The next morning, I wake up early, after just a few hours of broken sleep. The señora is up already, wearing her blue checked apron. “Good morning, honey,” she says, and serves me chamomile tea and bread with blackberry jam, while the morning news blares on the TV. “Your boss hasn’t come for you,” she assures me as she whirls around the kitchen. “I don’t think he even knows you’re here, dear. You’re safe with us. You just take all the time you need.”
I thank her and try to force down the bread and tea. It’s good, but my insides feel too fluttery to eat. After breakfast, she shows me the phone
and then, with an encouraging smile, leaves the room to give me privacy.
I put my hand on the receiver, feel the cool plastic. Will Matilde try to make me go back to our parents? Will they give me away again? Is my sister even at this number anymore? Hundreds of questions bang around in my mind while my stomach leaps wildly. Finally, I dial the number that I’ve known by heart for years and press the receiver to my ear.
After three rings, a woman’s voice answers. “Hello?”
“Hello,” I say, sweat trickling from my armpits.
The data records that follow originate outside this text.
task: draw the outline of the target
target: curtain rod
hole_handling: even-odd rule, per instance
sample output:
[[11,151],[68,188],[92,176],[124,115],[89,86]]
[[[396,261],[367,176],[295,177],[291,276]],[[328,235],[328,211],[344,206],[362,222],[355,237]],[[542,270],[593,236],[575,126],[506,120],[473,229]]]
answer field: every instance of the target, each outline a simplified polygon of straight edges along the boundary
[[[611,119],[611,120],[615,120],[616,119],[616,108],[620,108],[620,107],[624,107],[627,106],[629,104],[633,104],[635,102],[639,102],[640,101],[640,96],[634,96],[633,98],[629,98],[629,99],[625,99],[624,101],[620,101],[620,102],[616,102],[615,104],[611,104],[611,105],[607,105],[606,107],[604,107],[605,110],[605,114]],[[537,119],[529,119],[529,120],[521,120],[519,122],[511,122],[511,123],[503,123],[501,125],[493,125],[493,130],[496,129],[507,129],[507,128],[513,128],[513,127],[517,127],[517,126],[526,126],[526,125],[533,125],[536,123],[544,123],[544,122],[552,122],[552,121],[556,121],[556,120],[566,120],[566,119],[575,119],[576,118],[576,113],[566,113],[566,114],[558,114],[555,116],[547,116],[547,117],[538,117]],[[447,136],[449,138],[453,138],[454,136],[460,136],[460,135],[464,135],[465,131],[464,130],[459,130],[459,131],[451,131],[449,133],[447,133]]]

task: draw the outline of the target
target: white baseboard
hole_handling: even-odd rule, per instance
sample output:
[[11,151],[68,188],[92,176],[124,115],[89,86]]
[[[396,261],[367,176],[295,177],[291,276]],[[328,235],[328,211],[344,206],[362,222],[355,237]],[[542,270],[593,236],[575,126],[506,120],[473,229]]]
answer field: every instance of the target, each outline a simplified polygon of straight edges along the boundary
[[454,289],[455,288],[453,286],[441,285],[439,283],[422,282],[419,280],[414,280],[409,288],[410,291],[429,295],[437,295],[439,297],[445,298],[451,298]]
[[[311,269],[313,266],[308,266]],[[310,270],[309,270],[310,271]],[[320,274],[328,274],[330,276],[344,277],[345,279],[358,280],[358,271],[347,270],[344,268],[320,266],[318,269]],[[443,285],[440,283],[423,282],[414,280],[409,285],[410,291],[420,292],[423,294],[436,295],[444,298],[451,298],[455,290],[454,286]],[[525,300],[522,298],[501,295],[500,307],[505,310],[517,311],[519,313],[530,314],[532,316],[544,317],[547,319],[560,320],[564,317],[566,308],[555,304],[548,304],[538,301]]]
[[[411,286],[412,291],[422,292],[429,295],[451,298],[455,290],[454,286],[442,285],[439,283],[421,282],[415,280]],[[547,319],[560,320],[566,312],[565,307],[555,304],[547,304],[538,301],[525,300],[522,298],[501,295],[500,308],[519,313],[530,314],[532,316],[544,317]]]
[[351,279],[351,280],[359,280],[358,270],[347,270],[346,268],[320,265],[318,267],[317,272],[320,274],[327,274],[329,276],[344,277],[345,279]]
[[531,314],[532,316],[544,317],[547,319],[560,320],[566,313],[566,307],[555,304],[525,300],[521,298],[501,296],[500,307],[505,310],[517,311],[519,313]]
My voice sounds strange, outside of my body. My life is about to leap into an unknown place. Here at the edge, it feels like a dream. “May I speak with Matilde, please?”
PART 3
chapter 25
“THIS IS MATILDE,” she answers in a grown-up voice, smooth as cream. As children, I realize, we always spoke Quichua, and now her Spanish words make her sound like a stranger, even though I no longer speak Quichua myself.
I try to steady my voice, but it squeaks out with an edge of desperation. “This is Virginia.”
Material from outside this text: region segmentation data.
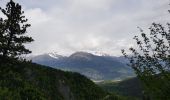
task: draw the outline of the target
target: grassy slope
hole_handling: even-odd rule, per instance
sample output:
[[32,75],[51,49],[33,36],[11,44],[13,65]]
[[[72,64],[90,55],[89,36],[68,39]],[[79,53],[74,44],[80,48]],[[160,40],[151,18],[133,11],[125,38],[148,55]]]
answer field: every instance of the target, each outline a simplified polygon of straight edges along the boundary
[[0,62],[0,100],[100,100],[107,95],[78,73],[8,62]]

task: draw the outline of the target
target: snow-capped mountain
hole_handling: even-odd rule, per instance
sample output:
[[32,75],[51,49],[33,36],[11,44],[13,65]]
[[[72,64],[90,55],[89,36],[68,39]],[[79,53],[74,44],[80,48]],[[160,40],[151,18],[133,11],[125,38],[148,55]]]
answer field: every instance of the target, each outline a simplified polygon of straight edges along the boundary
[[134,76],[132,69],[122,62],[122,57],[119,60],[119,57],[109,55],[75,52],[68,57],[57,53],[48,53],[31,59],[38,64],[79,72],[93,80],[123,79]]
A pause. “Virginia?” Another pause. “Virginia who?”
I go numb. Then, suddenly, I want to cry, scream, throw the phone against the wall. I grip the edge of the table until my knuckles turn white. “This is your sister.”
A silence. Then a whisper. “Virginia? It’s really you?”
Within seconds, I’m blubbering like a little girl. “You forgot about me, all of you, didn’t you?”
“Oh, Virginia, no, little sister. It’s just that it’s—it’s been so many years.”